Turning to the specifics of Napier Barracks, our work to explore further options to accommodate asylum seekers included work with the Ministry of Defence to identify the potential to utilise sites at short notice, taking account of a wide range of considerations to determine suitability. Through this scoping process we identified Napier Barracks as a possible location.

The sites will be run on behalf of the Home Office by contracted providers who are involved in the provision of accommodation throughout the United Kingdom, with a clear focus as always on the welfare of those in accommodation, the provision of appropriate wrap around services and wider considerations relating to the local area and its residents. In terms of security on site, we always provide security services at our larger accommodation sites, this will be no different. We are working with our provider to ensure the level of security is appropriate.

We have spent time with both policy and health officials and we understand their concerns over the pressure on their services. As with security, we will be providing onsite medical services, ensuring we are not reliant on local healthcare services. Whilst processing individual claims for asylum, there may be requirements for claimants to attend interviews. In these cases, transport or remote access to those services will be organised by the Home Office.

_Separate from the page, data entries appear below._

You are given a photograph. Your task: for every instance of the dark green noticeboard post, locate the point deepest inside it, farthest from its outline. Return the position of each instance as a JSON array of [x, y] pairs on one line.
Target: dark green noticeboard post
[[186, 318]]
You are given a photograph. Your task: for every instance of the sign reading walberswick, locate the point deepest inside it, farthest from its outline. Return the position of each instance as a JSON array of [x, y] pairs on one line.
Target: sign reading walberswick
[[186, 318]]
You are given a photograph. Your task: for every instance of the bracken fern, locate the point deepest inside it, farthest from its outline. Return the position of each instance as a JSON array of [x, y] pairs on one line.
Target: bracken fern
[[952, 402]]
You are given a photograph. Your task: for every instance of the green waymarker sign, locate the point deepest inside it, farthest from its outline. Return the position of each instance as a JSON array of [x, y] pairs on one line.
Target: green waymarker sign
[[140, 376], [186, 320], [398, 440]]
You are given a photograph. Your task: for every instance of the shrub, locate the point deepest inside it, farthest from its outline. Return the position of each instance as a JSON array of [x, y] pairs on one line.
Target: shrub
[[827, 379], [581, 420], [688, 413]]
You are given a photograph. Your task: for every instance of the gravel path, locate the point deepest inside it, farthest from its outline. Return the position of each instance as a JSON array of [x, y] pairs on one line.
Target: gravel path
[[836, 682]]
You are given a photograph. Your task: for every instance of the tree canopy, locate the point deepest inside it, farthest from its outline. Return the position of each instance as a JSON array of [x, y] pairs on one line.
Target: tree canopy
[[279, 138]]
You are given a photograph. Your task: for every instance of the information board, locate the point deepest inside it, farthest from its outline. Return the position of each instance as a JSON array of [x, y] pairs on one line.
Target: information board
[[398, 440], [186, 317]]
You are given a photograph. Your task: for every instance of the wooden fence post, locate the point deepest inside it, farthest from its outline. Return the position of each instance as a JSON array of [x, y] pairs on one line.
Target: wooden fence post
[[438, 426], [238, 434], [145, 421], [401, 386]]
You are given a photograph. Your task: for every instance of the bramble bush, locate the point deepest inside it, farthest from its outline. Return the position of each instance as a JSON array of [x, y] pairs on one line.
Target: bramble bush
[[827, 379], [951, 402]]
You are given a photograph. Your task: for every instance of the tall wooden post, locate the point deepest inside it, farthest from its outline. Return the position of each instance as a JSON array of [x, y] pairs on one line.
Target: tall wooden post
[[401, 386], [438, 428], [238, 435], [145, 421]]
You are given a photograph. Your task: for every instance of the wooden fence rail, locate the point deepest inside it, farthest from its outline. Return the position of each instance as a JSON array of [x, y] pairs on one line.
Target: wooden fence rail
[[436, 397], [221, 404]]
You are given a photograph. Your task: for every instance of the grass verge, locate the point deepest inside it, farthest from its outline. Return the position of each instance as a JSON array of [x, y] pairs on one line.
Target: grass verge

As part of the operating model for the site, the contractor will develop a site-specific safeguarding policy which will identify and address any safeguarding concerns around the vulnerability of people accommodated at the site. The Home Office safeguarding team are feeding in to this safeguarding assessment.

Our normal Initial Accommodation model, pre-COVID, is largely hostel based, with room sharing. Laundry facilities, food, essentials and other items are all provided and access to healthcare is facilitated. We are currently accommodating approximately 10,000 people in contingency Initial Accommodation.

At full capacity, Napier Barracks can accommodate up to 523 people. The MOD are currently limiting capacity to 431 in line with social distancing guidelines. We are still working through how we operate the site safely and in line with current social distancing requirements and are seeking the advice of Public Health England to assist with this. The MOD has given us permission to use the site for 12 months, but the use of this facility will be temporary, and we will discontinue it as soon as we are able. There is no direct funding assistance for police, though I would be keen to understand any direct costs that would be incurred by Kent police.

I hope that provides some assurance and clarity. Home Office officials are working on the detailed planning and engaging with stakeholders through a multi-agency forum, as this work progresses at pace. Let me reiterate that this is a temporary measure, which we will reverse as soon as circumstances allow.